A good watch, although very different to the book...
I've read He Died with a Falafel in his Hand several times and I'm a big fan of John Birmingham, he is a wonderful author.
When I first saw this film I have to admit I was quite put out with the character being significantly different to that of Birmingham in the book and also the stories being quite different and most of them being left out altogether. I am the kind of person that get's annoyed with a film if it's 'historically inaccurate' (eg: Marie Antoinette, Becoming Jane etc...make me very angry!) and indeed it annoyed me that this film changed quite a lot of the things that actually happened in Birmingham's real life.
However, after watching it again I realized just how amazing Noah Taylor is and of course the supporting cast. I also realized that if all of the stories in the book were included the film, it would've had to have been HOURS longer. It seems almost as if the film is just a VERY small portion of the book, just a nugget of the overall story, which in it's self didn't finish with the end of the book.
I enjoyed the story in the film, even if it was significantly different. And although I love the book much more than the film, I have learnt to appreciate and respect the film for what it is.

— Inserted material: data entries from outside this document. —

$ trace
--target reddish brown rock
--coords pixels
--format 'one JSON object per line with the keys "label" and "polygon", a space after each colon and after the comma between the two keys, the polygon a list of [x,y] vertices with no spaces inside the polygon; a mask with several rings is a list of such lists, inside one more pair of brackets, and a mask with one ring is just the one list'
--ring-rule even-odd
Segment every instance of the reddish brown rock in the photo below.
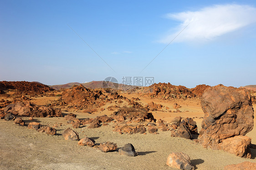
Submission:
{"label": "reddish brown rock", "polygon": [[157,131],[157,129],[154,127],[149,126],[148,127],[148,131],[149,132],[149,133],[154,133]]}
{"label": "reddish brown rock", "polygon": [[183,138],[187,139],[192,139],[192,135],[189,129],[184,124],[180,124],[176,130],[171,130],[171,136]]}
{"label": "reddish brown rock", "polygon": [[40,128],[40,124],[36,122],[30,122],[28,125],[28,128],[37,130]]}
{"label": "reddish brown rock", "polygon": [[12,113],[15,115],[31,117],[62,117],[61,111],[59,109],[39,105],[30,102],[17,101],[10,104],[3,108],[4,112]]}
{"label": "reddish brown rock", "polygon": [[176,103],[174,104],[173,107],[174,107],[174,109],[179,109],[181,107],[181,106],[180,106],[179,104]]}
{"label": "reddish brown rock", "polygon": [[169,155],[166,165],[180,170],[195,170],[195,167],[191,163],[189,157],[183,152],[173,152]]}
{"label": "reddish brown rock", "polygon": [[82,146],[87,145],[92,147],[95,145],[94,140],[91,139],[87,137],[81,139],[78,142],[78,145]]}
{"label": "reddish brown rock", "polygon": [[186,118],[182,120],[180,124],[184,125],[189,130],[190,132],[192,134],[198,135],[197,125],[196,122],[194,121],[193,118]]}
{"label": "reddish brown rock", "polygon": [[202,96],[205,91],[209,87],[210,87],[210,85],[197,85],[196,87],[190,89],[190,91],[195,94],[197,97],[200,97]]}
{"label": "reddish brown rock", "polygon": [[66,140],[78,140],[79,139],[78,133],[68,128],[61,134]]}
{"label": "reddish brown rock", "polygon": [[87,127],[89,129],[97,128],[100,127],[100,121],[97,119],[94,119]]}
{"label": "reddish brown rock", "polygon": [[254,116],[251,99],[250,92],[244,89],[220,85],[205,90],[201,103],[205,117],[199,136],[203,146],[218,149],[225,139],[251,131]]}
{"label": "reddish brown rock", "polygon": [[39,132],[44,132],[46,134],[54,135],[56,134],[56,130],[49,126],[45,126],[37,130]]}
{"label": "reddish brown rock", "polygon": [[117,144],[112,142],[103,142],[100,144],[98,148],[103,152],[108,152],[116,150],[117,148]]}
{"label": "reddish brown rock", "polygon": [[13,120],[15,118],[15,116],[11,113],[8,113],[5,116],[5,120],[6,121]]}
{"label": "reddish brown rock", "polygon": [[25,124],[23,120],[22,120],[21,118],[19,117],[15,119],[15,120],[14,120],[14,123],[16,124],[20,124],[20,125],[22,125],[22,126],[24,126],[24,124]]}
{"label": "reddish brown rock", "polygon": [[251,138],[245,136],[236,136],[223,140],[219,144],[218,149],[245,158],[251,157],[250,145]]}
{"label": "reddish brown rock", "polygon": [[256,170],[256,163],[245,161],[238,164],[232,164],[224,167],[224,170]]}
{"label": "reddish brown rock", "polygon": [[80,127],[80,121],[75,120],[72,123],[72,127],[73,128],[79,128]]}

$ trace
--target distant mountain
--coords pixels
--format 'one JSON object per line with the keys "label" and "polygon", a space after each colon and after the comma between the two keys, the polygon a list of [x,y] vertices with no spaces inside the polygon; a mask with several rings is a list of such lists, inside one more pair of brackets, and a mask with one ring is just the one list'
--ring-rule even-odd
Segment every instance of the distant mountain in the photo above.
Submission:
{"label": "distant mountain", "polygon": [[67,84],[65,84],[65,85],[49,85],[49,86],[55,90],[58,90],[61,89],[61,88],[68,89],[73,86],[74,85],[80,85],[80,84],[81,83],[80,83],[74,82],[74,83],[67,83]]}
{"label": "distant mountain", "polygon": [[240,88],[244,88],[245,89],[256,91],[256,85],[248,85],[245,86],[241,86]]}

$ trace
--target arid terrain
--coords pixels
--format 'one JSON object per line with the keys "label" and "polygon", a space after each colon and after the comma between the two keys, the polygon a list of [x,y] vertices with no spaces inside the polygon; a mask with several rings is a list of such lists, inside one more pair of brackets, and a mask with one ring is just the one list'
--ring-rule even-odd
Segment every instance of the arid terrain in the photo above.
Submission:
{"label": "arid terrain", "polygon": [[[13,120],[0,120],[0,170],[175,170],[166,165],[168,155],[174,152],[187,154],[197,170],[223,170],[227,165],[245,161],[256,163],[255,146],[250,149],[251,159],[246,159],[222,150],[204,148],[199,142],[198,134],[192,134],[191,139],[173,137],[173,133],[177,133],[176,135],[178,132],[175,132],[172,121],[177,116],[182,120],[193,118],[197,125],[196,132],[200,131],[205,116],[201,97],[210,86],[200,85],[189,89],[159,83],[127,91],[88,89],[82,85],[53,90],[41,85],[28,89],[17,88],[14,84],[16,83],[0,85],[0,111],[2,112],[0,114],[5,114],[8,105],[18,102],[21,105],[32,103],[34,105],[30,104],[30,108],[36,108],[38,111],[33,113],[31,109],[29,114],[34,115],[25,116],[26,109],[22,110],[23,115],[20,114],[20,108],[23,106],[13,105],[8,109],[10,111],[19,108],[13,113],[17,111],[16,119],[22,119],[24,125],[15,124]],[[252,96],[255,110],[255,92],[248,93]],[[45,108],[42,109],[41,106]],[[53,111],[49,110],[51,108]],[[58,109],[61,110],[61,116],[57,115]],[[55,115],[50,117],[41,116],[46,110],[46,113],[55,111]],[[143,118],[141,113],[138,116],[132,115],[130,119],[128,115],[133,112],[146,115],[143,115]],[[154,119],[148,113],[152,113]],[[70,113],[76,115],[76,118],[69,118],[67,115],[72,115]],[[110,120],[95,122],[98,121],[97,116],[104,115]],[[1,116],[4,118],[4,115]],[[28,125],[31,122],[53,128],[56,134],[29,129]],[[76,127],[77,122],[78,127]],[[255,122],[254,118],[254,127]],[[77,140],[65,140],[61,134],[68,128],[77,132],[80,139],[87,136],[94,140],[96,146],[82,146],[77,144]],[[146,130],[142,132],[141,128]],[[149,128],[157,131],[151,133]],[[255,128],[246,135],[251,138],[252,144],[256,144]],[[117,149],[105,153],[97,148],[100,144],[107,141],[116,143]],[[138,156],[119,155],[118,149],[127,143],[134,146]]]}

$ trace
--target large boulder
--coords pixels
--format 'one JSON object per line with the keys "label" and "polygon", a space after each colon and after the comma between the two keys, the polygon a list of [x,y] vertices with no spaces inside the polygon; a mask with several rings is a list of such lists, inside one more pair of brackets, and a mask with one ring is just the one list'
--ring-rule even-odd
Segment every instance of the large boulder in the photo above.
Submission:
{"label": "large boulder", "polygon": [[224,170],[256,170],[256,163],[245,161],[238,164],[229,165],[224,167]]}
{"label": "large boulder", "polygon": [[12,113],[15,115],[31,117],[62,117],[61,111],[59,109],[38,105],[30,102],[17,101],[9,105],[2,109],[3,111]]}
{"label": "large boulder", "polygon": [[[220,145],[224,144],[220,143],[225,139],[245,135],[252,130],[253,109],[247,90],[222,85],[209,87],[203,94],[201,105],[205,116],[199,141],[204,147],[221,149]],[[238,147],[236,144],[234,145]],[[238,155],[246,155],[249,156],[246,153]]]}
{"label": "large boulder", "polygon": [[131,144],[127,144],[119,149],[118,152],[120,155],[125,155],[129,156],[135,156],[138,155],[138,152],[135,152],[135,149]]}
{"label": "large boulder", "polygon": [[61,134],[65,140],[78,140],[79,139],[78,133],[68,128]]}
{"label": "large boulder", "polygon": [[218,145],[218,149],[245,158],[251,158],[250,149],[251,138],[245,136],[236,136],[225,139]]}
{"label": "large boulder", "polygon": [[194,170],[195,167],[190,162],[190,158],[183,152],[173,152],[169,155],[166,164],[180,170]]}

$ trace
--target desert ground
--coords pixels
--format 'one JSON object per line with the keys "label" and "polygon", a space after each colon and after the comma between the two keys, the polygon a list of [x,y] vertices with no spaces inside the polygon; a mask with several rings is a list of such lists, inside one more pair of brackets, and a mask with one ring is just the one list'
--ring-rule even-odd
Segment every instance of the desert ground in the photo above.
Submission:
{"label": "desert ground", "polygon": [[[163,110],[174,110],[174,103],[181,107],[181,112],[152,111],[157,120],[167,121],[175,117],[191,117],[196,122],[198,131],[201,129],[202,117],[204,114],[201,108],[200,99],[197,98],[173,100],[150,99],[135,94],[121,94],[128,99],[138,97],[138,102],[146,105],[153,101],[161,104]],[[60,97],[31,97],[36,104],[44,105],[57,100]],[[0,99],[2,99],[0,98]],[[125,102],[124,102],[125,103]],[[125,105],[125,103],[122,104]],[[113,104],[107,104],[100,108],[107,109]],[[254,110],[256,105],[253,105]],[[67,110],[65,110],[67,111]],[[72,113],[77,118],[93,118],[104,115],[111,115],[113,110],[105,109],[93,112],[83,113],[75,110],[62,111],[64,115]],[[32,120],[22,117],[26,123]],[[256,125],[254,119],[254,127]],[[171,137],[169,131],[159,130],[158,134],[123,134],[113,131],[115,123],[95,129],[88,129],[86,125],[73,130],[79,137],[87,136],[94,139],[96,144],[110,141],[117,144],[116,151],[104,153],[93,147],[81,146],[77,141],[66,140],[61,133],[67,128],[72,128],[63,117],[34,118],[33,121],[43,125],[55,127],[55,135],[38,132],[27,127],[14,124],[13,121],[0,120],[0,170],[176,170],[168,166],[166,160],[172,152],[183,152],[189,155],[192,164],[197,170],[223,170],[230,164],[237,164],[245,161],[256,163],[256,150],[251,149],[251,159],[242,158],[221,150],[207,149],[195,141],[181,138]],[[247,136],[252,138],[251,143],[256,144],[256,128]],[[196,138],[196,136],[194,136]],[[119,155],[118,148],[127,143],[132,144],[138,155],[135,157]]]}

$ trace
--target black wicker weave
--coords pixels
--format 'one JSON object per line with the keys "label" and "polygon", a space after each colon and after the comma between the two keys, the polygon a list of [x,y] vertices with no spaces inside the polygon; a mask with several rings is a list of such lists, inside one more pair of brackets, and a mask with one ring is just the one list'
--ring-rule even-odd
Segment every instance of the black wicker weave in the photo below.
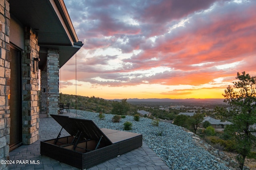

It's a fascinating story and Noah Taylor is just incredible as the main character, Danny. I also recognize a lot of the supporting cast from other Australian films or TV shows. (For example Sophie Lee from Muriel's Wedding.) There's something about Australian share house living that rings true with so many people.
I my self have lived in many share houses and lived with some neurotic freak shows or stoned hippies or insomniac business men, and there is nothing that shows the transition from one place to the next more than this film. (And of course to a larger extent, the book.) It can feel almost likes nothing's changed from one house to the next when you move too often.
Sometimes you have the feeling the script has missed out on some of the plot and character development, but otherwise it's an interesting film. If only for Noah Taylor.
I do recommend reading the book though, as it is for all intents and purposes much better.